Your right, but for the wrong reasons. It's true that *str isn't
modifiable, but that's not just because of the "*", it's because str has
been initialized to point at the first character of a string literal. It
could equally easily have been initialized to point at modifiable
memory.

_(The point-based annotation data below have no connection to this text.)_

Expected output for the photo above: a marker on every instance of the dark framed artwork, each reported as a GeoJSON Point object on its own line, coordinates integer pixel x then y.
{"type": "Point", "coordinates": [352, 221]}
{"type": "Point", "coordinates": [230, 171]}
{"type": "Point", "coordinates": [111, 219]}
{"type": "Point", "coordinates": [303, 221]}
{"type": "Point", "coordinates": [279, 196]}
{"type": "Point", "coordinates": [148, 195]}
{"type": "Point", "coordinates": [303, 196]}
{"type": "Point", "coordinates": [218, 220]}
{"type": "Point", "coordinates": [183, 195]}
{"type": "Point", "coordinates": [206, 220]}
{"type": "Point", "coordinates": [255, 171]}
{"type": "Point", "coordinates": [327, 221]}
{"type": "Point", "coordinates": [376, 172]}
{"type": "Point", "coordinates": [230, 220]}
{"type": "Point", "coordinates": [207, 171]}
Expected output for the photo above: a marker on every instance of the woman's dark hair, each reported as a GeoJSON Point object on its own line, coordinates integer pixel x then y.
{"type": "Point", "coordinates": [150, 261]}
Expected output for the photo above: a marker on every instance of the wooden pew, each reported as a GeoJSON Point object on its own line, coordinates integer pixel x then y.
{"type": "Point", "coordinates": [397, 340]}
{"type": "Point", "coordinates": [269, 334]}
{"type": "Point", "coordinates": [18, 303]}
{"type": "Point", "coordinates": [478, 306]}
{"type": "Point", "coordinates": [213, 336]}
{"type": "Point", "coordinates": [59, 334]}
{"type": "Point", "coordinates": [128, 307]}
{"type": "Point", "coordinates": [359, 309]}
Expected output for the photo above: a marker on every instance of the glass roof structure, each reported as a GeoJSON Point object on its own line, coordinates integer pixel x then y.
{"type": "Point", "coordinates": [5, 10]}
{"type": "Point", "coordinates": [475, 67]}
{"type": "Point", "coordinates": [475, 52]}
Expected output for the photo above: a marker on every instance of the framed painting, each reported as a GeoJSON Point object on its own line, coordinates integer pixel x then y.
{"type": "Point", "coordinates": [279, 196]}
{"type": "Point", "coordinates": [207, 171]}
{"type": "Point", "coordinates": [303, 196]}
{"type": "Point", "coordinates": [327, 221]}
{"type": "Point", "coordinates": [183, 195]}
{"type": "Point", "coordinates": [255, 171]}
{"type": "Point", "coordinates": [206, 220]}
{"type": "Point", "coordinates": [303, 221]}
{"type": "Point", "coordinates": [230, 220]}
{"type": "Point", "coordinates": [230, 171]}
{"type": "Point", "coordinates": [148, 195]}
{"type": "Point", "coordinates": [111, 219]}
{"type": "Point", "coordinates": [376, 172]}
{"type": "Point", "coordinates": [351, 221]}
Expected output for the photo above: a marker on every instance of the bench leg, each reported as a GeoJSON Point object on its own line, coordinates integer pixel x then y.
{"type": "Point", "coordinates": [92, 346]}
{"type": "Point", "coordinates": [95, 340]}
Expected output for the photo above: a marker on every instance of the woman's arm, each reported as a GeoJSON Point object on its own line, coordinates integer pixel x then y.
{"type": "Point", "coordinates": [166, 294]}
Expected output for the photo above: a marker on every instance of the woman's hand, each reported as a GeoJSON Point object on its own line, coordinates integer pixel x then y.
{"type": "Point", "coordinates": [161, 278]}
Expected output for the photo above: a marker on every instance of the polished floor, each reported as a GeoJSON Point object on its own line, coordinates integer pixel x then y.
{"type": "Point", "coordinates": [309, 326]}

Nothing about the str itself makes it read-only.

[Racing...@watershipdown.co.uk]

On Tue, 26 Oct 2021 10:31:41 -0400

James Kuyper <james...@alumni.caltech.edu> wrote:
>On 10/26/21 4:18 AM, Racing...@watershipdown.co.uk wrote:
>> On Mon, 25 Oct 2021 13:14:30 -0400
>> James Kuyper <james...@alumni.caltech.edu> wrote:
>>> On 10/25/21 12:14 PM, Racing...@watershipdown.co.uk wrote:
>....
>>>> ... It is implicit that its read only in C because
>>>> C also provides the following initialisation which places the string
>>>> (presumably) on the heap:
>>>>
>>>> char str[] = "hello world";
>>>
>>> Such code cannot result in the string being placed in read-only memory,
>>> because it's perfectly legal to modify str. On the other hand, both of
>>
>> Yes, that was my point. [] means modifyable, * means read only in every
>> C implementation I've ever used.
>
>Incorrect. In most declarations, [] means array, and * means pointer.
>Neither one means "read only".
>I think you may be thinking of a different fact that has nothing to do
>with read-only memory. Within the scope of an identifier that identifies

No I'm not. The pointer will be pointing to a string literal in the program
static text area which is usually non modifiable.

>Exception 1: it's not permitted to declare functions that take arrays as
>arguments,

Since when?

fenris$ cat t.c
#include <stdio.h>

void func(int a[2][3])
{
printf("%d\n",a[1][2]);
}


int main()
{
int a[2][3];
a[1][2] = 123;
func(a);
return 0;
}
fenris$ cc t.c; a.out
123

[James Kuyper]

On 10/26/21 5:02 AM, Racing...@watershipdown.co.uk wrote:

...

> fenris$ cat t.c
> #include <stdio.h>
>
> void func(char *str)
> {
> str[0] = 0;
> }
>
>
> int main()
> {

Try changing the following line:
> char *str = "hello";

to
char greeting[] = "hello";
char *str = greeting;

> func(str);
> puts("Worked");
> return 0;
> }

You shouldn't get a bus error this time. Do you understand why?